Links to 3 test files to put together in raw_data folder:
https://drive.google.com/file/d/1ilUHwLjgtZCzh0LneIJEhTryrGumDF1V/view?usp=sharing
https://drive.google.com/file/d/1KM3hRZ8DzgPMEsMFmwBdmMNHrPCttuaB/view?usp=sharing
https://drive.google.com/file/d/17cWXJ9ltGXZ6izkgJv0uyNwStrE95_OA/view?usp=sharing
Link to the master file to compare:
https://drive.google.com/file/d/11fOpYFFfHijhZl_CuWHKvkrI7edkpUNQ/view?usp=sharing
<<<<< UPDATE >>>>>>
I am trying to find the solution and I did the code work and provide a valide output (a 180x3 data frame), but the columns that should be filled with the values of the objects accounts_db_org and accounts_total_org are showing NA. When checking the value stored in those objects, the values are correct (for the last iteration). So the output now is in its right format, but with NA instead of numbers.
I am really close, but I am not being able to make the code to show the right numbers. My last attempt is:
library(rjson)
library(dplyr)
library(tidyverse)
archivos <- list.files("./raw_data", pattern = "json", full.names = TRUE)

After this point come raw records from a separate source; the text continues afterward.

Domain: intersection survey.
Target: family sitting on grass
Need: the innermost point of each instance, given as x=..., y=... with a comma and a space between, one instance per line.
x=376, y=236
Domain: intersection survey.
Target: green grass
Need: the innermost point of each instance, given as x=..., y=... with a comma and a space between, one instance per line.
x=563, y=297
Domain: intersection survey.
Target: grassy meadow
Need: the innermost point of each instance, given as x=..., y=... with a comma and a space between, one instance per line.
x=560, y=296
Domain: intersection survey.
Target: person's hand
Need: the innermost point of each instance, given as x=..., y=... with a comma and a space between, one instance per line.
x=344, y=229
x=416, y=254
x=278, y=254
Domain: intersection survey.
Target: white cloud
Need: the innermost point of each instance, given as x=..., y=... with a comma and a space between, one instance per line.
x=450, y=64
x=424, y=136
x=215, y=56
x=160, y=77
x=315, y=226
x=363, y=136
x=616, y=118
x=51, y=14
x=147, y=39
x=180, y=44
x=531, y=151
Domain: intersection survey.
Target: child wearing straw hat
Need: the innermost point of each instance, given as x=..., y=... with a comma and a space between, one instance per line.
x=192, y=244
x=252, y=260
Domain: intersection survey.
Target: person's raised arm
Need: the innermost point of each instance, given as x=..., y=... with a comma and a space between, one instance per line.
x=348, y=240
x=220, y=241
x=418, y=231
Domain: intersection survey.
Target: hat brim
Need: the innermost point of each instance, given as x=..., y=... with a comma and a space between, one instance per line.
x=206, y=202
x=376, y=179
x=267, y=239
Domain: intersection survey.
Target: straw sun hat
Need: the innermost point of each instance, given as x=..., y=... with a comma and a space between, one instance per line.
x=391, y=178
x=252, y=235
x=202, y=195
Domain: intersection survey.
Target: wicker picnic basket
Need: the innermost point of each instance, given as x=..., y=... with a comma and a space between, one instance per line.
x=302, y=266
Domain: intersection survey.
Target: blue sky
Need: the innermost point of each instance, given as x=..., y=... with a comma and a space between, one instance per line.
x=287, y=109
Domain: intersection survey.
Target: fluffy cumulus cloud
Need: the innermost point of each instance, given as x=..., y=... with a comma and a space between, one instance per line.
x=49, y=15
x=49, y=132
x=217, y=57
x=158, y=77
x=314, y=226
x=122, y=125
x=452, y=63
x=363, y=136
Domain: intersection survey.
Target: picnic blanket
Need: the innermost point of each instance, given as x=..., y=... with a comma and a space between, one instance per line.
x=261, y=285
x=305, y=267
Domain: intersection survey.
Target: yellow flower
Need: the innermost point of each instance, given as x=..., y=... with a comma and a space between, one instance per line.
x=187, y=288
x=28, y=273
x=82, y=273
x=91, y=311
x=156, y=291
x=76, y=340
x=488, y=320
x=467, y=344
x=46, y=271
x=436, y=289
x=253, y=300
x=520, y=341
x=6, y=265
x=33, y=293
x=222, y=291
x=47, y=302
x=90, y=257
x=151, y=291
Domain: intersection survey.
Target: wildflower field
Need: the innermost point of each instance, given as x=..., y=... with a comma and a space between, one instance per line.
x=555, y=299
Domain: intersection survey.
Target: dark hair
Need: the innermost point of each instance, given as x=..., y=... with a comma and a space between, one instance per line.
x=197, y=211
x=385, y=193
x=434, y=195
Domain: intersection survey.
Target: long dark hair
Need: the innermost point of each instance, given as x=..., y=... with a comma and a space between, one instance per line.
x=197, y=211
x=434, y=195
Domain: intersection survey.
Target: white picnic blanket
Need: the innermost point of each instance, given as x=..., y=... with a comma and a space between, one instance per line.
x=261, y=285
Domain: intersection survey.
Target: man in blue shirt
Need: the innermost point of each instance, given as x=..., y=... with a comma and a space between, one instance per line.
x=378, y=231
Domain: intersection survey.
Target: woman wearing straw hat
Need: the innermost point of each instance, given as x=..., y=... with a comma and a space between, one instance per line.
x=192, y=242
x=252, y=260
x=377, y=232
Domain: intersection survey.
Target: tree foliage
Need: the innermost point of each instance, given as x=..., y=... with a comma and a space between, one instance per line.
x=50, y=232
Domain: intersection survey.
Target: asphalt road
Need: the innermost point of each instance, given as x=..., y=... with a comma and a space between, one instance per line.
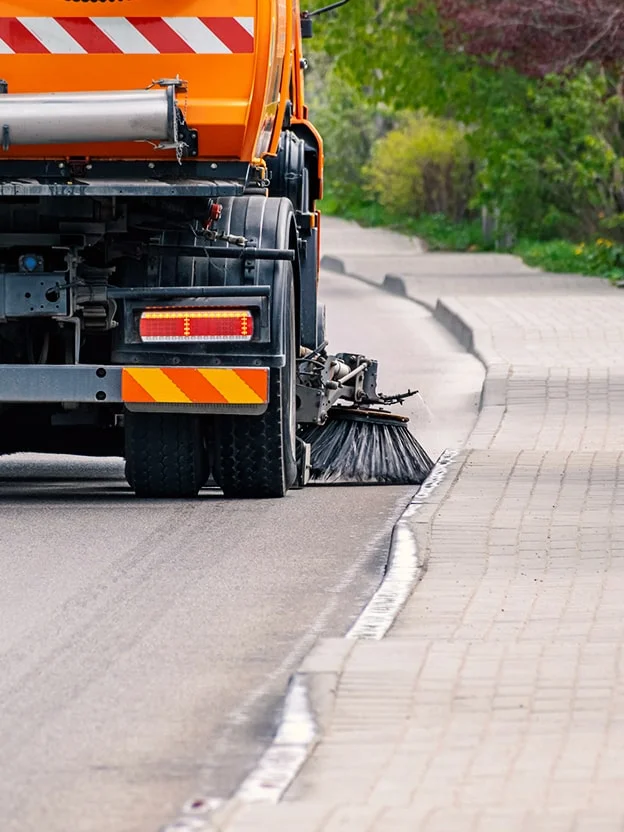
x=145, y=645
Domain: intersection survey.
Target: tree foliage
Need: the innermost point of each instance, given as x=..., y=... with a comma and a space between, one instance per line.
x=549, y=145
x=538, y=37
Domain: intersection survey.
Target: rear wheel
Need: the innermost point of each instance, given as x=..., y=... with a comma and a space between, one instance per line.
x=165, y=454
x=255, y=456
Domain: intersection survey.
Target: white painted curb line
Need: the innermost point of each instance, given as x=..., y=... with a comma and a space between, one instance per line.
x=298, y=733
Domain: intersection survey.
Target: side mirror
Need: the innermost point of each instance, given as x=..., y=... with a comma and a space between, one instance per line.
x=307, y=26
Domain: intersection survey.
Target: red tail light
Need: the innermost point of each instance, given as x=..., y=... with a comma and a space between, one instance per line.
x=196, y=325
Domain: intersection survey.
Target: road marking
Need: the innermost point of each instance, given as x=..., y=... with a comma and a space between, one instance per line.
x=405, y=565
x=280, y=764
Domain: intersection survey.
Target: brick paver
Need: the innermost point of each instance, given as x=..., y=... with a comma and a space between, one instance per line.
x=497, y=701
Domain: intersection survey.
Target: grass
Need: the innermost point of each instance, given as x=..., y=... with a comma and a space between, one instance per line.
x=436, y=230
x=600, y=258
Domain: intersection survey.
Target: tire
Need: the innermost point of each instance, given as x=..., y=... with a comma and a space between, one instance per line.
x=165, y=454
x=255, y=456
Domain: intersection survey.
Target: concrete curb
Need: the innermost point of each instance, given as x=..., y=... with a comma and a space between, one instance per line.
x=473, y=338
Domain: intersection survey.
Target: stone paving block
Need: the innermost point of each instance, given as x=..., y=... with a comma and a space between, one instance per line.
x=496, y=703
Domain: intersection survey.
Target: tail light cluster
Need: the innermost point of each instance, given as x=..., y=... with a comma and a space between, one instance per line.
x=196, y=324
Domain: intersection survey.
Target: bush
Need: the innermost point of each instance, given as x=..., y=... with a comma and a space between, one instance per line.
x=604, y=257
x=349, y=123
x=423, y=167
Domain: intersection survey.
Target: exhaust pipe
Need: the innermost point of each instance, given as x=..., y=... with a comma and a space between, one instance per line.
x=86, y=117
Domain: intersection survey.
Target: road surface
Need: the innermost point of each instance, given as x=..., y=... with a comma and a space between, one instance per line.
x=145, y=646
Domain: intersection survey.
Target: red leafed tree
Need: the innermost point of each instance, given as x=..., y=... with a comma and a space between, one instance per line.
x=538, y=36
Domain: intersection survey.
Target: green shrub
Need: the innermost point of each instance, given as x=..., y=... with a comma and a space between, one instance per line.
x=604, y=257
x=349, y=123
x=422, y=167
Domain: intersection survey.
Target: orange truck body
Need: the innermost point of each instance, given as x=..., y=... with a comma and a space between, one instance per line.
x=240, y=61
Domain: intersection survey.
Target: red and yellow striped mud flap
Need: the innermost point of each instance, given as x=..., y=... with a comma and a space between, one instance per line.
x=195, y=386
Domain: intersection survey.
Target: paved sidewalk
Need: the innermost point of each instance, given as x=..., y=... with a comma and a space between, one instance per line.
x=496, y=703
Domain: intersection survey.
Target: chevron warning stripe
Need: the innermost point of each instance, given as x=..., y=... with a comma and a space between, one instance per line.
x=126, y=35
x=194, y=385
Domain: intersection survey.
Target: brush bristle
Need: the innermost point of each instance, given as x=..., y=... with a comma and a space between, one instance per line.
x=345, y=450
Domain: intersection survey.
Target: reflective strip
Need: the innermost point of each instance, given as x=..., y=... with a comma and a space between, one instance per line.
x=88, y=35
x=192, y=385
x=230, y=32
x=197, y=35
x=132, y=36
x=125, y=36
x=52, y=35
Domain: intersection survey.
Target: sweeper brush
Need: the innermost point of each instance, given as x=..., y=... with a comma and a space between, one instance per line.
x=358, y=445
x=343, y=419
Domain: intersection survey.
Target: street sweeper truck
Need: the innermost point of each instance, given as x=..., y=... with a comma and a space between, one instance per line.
x=159, y=252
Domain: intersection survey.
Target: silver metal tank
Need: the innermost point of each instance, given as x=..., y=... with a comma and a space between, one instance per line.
x=84, y=117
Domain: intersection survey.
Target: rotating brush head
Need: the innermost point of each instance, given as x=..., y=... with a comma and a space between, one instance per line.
x=362, y=445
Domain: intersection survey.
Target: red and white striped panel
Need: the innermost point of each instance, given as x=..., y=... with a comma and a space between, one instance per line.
x=126, y=35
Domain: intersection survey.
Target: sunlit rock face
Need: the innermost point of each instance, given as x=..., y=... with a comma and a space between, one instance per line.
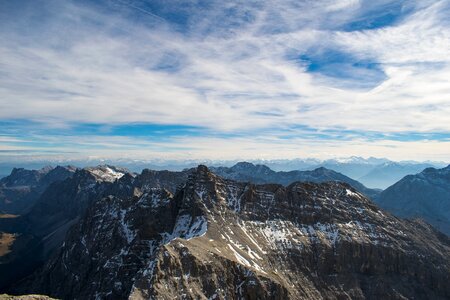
x=214, y=238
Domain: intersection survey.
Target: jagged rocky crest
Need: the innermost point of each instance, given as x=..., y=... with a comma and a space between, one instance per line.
x=425, y=195
x=219, y=239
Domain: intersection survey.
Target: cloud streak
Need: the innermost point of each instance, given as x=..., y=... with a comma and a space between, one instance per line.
x=230, y=69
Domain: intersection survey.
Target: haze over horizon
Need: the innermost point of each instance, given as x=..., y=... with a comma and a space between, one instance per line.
x=199, y=80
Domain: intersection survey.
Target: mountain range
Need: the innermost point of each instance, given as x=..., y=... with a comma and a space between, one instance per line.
x=105, y=232
x=219, y=239
x=245, y=171
x=372, y=172
x=425, y=195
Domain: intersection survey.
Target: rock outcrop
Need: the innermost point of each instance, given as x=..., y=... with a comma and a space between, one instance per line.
x=220, y=239
x=261, y=174
x=425, y=195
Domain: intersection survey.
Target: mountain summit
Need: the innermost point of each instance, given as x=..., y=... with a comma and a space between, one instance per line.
x=425, y=195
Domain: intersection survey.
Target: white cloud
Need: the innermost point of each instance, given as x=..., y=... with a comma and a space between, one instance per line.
x=100, y=68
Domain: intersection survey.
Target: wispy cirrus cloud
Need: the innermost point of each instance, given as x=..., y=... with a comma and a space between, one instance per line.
x=254, y=74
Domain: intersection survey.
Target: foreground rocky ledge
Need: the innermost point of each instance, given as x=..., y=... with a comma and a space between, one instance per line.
x=220, y=239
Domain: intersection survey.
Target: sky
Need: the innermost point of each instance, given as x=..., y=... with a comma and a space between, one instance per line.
x=225, y=79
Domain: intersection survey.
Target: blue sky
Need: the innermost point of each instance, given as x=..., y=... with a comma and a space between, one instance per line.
x=225, y=79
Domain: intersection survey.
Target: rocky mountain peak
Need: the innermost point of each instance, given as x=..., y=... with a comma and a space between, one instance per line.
x=216, y=238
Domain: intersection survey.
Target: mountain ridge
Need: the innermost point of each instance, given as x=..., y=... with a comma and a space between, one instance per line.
x=264, y=240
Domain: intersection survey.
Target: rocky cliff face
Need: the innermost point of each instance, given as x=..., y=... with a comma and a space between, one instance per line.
x=261, y=174
x=43, y=229
x=20, y=190
x=425, y=195
x=220, y=239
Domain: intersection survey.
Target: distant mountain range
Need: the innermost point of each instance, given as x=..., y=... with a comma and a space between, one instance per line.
x=20, y=190
x=106, y=232
x=372, y=172
x=216, y=238
x=425, y=195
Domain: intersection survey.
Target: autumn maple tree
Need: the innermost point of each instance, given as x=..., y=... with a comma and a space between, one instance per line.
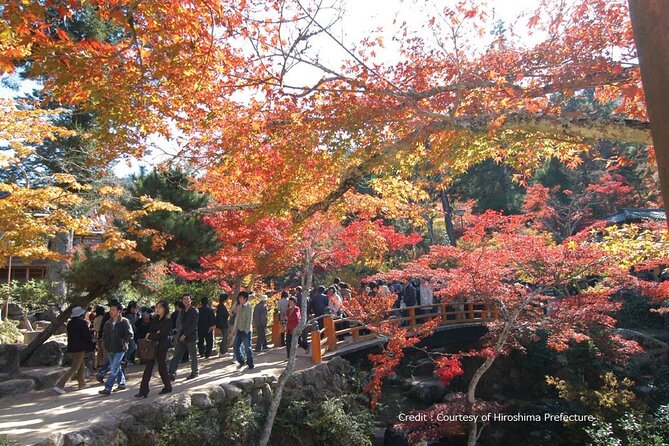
x=534, y=284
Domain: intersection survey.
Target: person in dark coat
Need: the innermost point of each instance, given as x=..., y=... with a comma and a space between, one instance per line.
x=142, y=325
x=205, y=328
x=260, y=323
x=410, y=295
x=222, y=316
x=159, y=330
x=187, y=339
x=319, y=305
x=79, y=341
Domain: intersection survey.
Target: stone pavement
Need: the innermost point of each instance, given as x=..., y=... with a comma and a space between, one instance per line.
x=32, y=417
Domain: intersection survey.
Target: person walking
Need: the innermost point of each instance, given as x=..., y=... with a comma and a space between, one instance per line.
x=260, y=323
x=187, y=340
x=243, y=334
x=292, y=320
x=116, y=336
x=282, y=307
x=159, y=330
x=205, y=328
x=222, y=317
x=79, y=341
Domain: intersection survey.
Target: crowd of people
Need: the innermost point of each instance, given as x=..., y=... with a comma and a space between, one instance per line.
x=106, y=341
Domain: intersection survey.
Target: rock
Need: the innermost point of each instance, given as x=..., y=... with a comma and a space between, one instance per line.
x=178, y=405
x=96, y=435
x=52, y=440
x=15, y=312
x=41, y=325
x=256, y=397
x=217, y=395
x=320, y=382
x=245, y=384
x=424, y=367
x=44, y=377
x=394, y=437
x=48, y=354
x=267, y=393
x=49, y=315
x=428, y=392
x=201, y=400
x=231, y=391
x=16, y=387
x=10, y=355
x=152, y=414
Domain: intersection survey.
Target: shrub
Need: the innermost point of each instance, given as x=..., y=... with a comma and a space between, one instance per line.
x=33, y=294
x=9, y=333
x=632, y=429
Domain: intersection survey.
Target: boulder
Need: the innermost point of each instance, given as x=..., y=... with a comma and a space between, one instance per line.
x=201, y=400
x=217, y=395
x=149, y=414
x=231, y=392
x=51, y=440
x=245, y=384
x=15, y=312
x=16, y=387
x=49, y=315
x=10, y=355
x=44, y=377
x=48, y=354
x=428, y=392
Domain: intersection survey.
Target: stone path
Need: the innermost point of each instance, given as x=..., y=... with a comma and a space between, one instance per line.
x=32, y=417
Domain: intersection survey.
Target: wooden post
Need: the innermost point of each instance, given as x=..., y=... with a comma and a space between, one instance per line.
x=316, y=347
x=328, y=323
x=276, y=330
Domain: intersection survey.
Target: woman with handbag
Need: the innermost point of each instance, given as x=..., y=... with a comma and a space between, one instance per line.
x=161, y=327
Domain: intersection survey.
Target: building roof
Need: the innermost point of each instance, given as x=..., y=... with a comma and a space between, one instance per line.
x=629, y=215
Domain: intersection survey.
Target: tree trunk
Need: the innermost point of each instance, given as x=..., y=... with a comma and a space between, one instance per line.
x=9, y=288
x=429, y=222
x=278, y=393
x=448, y=217
x=499, y=346
x=41, y=338
x=651, y=35
x=57, y=269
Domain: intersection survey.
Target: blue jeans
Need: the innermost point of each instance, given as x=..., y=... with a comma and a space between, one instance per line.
x=243, y=337
x=116, y=370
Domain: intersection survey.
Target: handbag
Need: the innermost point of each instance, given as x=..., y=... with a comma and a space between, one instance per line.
x=146, y=349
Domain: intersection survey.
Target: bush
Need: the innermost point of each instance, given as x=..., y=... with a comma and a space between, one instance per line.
x=33, y=294
x=633, y=429
x=234, y=422
x=9, y=333
x=335, y=421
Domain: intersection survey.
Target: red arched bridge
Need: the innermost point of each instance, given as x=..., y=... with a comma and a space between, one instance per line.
x=340, y=335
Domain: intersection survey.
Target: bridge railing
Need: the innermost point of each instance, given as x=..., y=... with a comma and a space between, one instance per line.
x=339, y=332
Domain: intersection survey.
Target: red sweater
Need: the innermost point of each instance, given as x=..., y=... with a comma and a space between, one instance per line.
x=293, y=318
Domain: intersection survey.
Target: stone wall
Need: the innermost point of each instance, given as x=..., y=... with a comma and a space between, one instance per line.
x=141, y=422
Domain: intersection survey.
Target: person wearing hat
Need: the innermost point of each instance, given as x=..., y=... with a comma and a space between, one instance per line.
x=243, y=335
x=260, y=323
x=79, y=341
x=222, y=316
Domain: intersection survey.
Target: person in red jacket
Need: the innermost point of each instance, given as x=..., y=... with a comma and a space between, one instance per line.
x=292, y=321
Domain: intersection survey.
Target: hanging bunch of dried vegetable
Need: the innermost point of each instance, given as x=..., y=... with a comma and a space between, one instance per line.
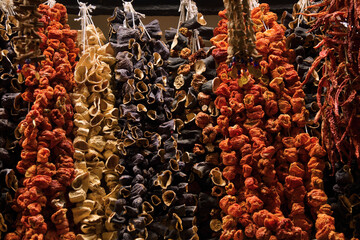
x=12, y=111
x=153, y=200
x=191, y=74
x=95, y=186
x=46, y=157
x=302, y=42
x=273, y=169
x=337, y=98
x=27, y=42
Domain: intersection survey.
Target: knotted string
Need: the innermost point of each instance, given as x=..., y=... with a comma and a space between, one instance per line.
x=8, y=7
x=86, y=20
x=128, y=7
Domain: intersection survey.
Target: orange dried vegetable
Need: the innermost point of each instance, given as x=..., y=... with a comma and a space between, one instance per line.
x=265, y=151
x=47, y=150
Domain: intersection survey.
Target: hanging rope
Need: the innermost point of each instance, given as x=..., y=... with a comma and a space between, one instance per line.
x=86, y=20
x=241, y=34
x=128, y=7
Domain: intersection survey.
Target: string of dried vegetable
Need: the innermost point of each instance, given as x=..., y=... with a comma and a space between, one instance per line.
x=192, y=75
x=303, y=43
x=273, y=168
x=337, y=98
x=96, y=156
x=152, y=198
x=47, y=150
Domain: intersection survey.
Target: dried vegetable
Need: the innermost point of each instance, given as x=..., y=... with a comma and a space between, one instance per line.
x=47, y=150
x=302, y=42
x=274, y=170
x=191, y=74
x=152, y=200
x=12, y=111
x=96, y=156
x=338, y=98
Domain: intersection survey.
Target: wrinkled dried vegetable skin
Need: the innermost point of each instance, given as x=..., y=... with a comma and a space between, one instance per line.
x=46, y=157
x=338, y=98
x=95, y=186
x=152, y=197
x=12, y=111
x=302, y=43
x=192, y=75
x=270, y=164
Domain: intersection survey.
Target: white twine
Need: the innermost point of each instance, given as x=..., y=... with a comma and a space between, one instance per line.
x=86, y=20
x=188, y=10
x=253, y=4
x=128, y=7
x=51, y=3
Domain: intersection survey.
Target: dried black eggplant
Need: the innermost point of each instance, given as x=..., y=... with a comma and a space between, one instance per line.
x=12, y=110
x=153, y=185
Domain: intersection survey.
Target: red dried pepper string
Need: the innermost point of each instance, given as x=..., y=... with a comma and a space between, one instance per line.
x=47, y=149
x=268, y=157
x=339, y=23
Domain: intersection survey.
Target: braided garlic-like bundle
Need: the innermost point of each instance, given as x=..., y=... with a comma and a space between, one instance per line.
x=240, y=31
x=96, y=154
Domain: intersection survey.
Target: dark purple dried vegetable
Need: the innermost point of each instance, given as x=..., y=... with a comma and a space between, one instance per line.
x=12, y=111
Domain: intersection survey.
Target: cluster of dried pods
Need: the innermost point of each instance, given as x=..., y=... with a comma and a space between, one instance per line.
x=152, y=197
x=47, y=150
x=192, y=75
x=274, y=170
x=302, y=42
x=169, y=147
x=12, y=111
x=96, y=155
x=337, y=98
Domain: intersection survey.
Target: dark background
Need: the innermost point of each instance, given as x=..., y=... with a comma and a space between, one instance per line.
x=164, y=7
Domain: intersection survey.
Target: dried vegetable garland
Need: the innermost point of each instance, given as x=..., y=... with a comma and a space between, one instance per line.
x=303, y=43
x=192, y=75
x=46, y=158
x=153, y=187
x=12, y=111
x=338, y=98
x=274, y=170
x=96, y=156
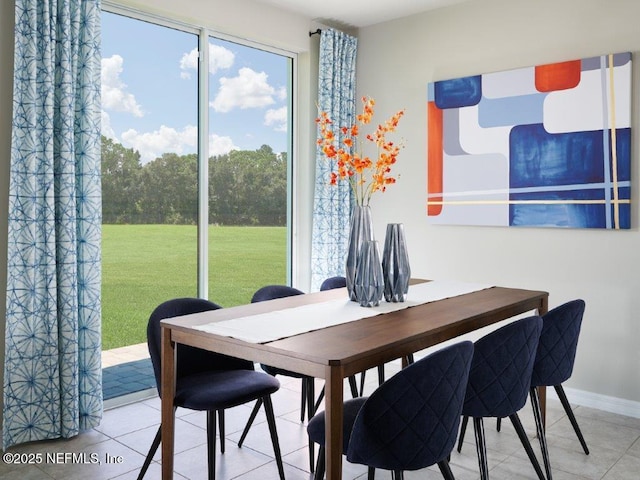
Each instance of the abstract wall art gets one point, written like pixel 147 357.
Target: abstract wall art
pixel 544 146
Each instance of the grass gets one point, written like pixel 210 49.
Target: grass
pixel 144 265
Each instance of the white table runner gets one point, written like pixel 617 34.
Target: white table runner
pixel 271 326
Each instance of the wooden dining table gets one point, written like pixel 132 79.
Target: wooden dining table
pixel 336 352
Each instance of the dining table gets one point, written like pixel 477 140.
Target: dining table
pixel 326 336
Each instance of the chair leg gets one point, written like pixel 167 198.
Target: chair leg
pixel 318 401
pixel 320 466
pixel 354 386
pixel 271 421
pixel 445 469
pixel 221 429
pixel 362 377
pixel 572 418
pixel 481 448
pixel 252 417
pixel 211 444
pixel 310 412
pixel 542 438
pixel 303 397
pixel 463 429
pixel 526 444
pixel 152 451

psa_handles <- read_csv(file = "./raw_data/psa_handles.csv", show_col_types = FALSE) %>%
select(Name, AKA, Twitter)
nr_archivos <- length(archivos)
psa_result <- matrix(nrow = nr_archivos, ncol = 3)
# loop for working with all files, one by one
for(f in 1:nr_archivos){
# load file
json_data <- fromJSON(file = archivos[f])
org_name <- json_data$id
# extract lists and the sublist
usernames <- json_data$twitter
following <- usernames$following
# empty vector
longitud = length(following)
names <- vector(length = longitud)
# loop to populate with the third element of each i item of the sublist
for(i in 1:longitud){
names[i] <- following[[i]][3]
}
# convert the list into a data frame
names_list <- data.frame(sapply(names, c))
colnames(names_list) <- "usernames"
# applying some format prior to comparison
org_handles <- data.frame(paste("#", names_list$usernames, sep=""))
colnames(org_handles) <- "Twitter"
# merge tables and calculate the results for each iteration
org_list <- inner_join(psa_handles, org_handles)
accounts_db_org <- length(org_list$Twitter)
accounts_total_org <- length(usernames$following)
# populate the matrix row by row
psa_result[f] <- c(org_name, accounts_db_org, accounts_total_org)
}
# create a data frame from the matrix and save the result
psa_result <- data.frame(psa_result)
write_csv(psa_result, file = "./outputs/cuentas_seguidas_en_psa.csv")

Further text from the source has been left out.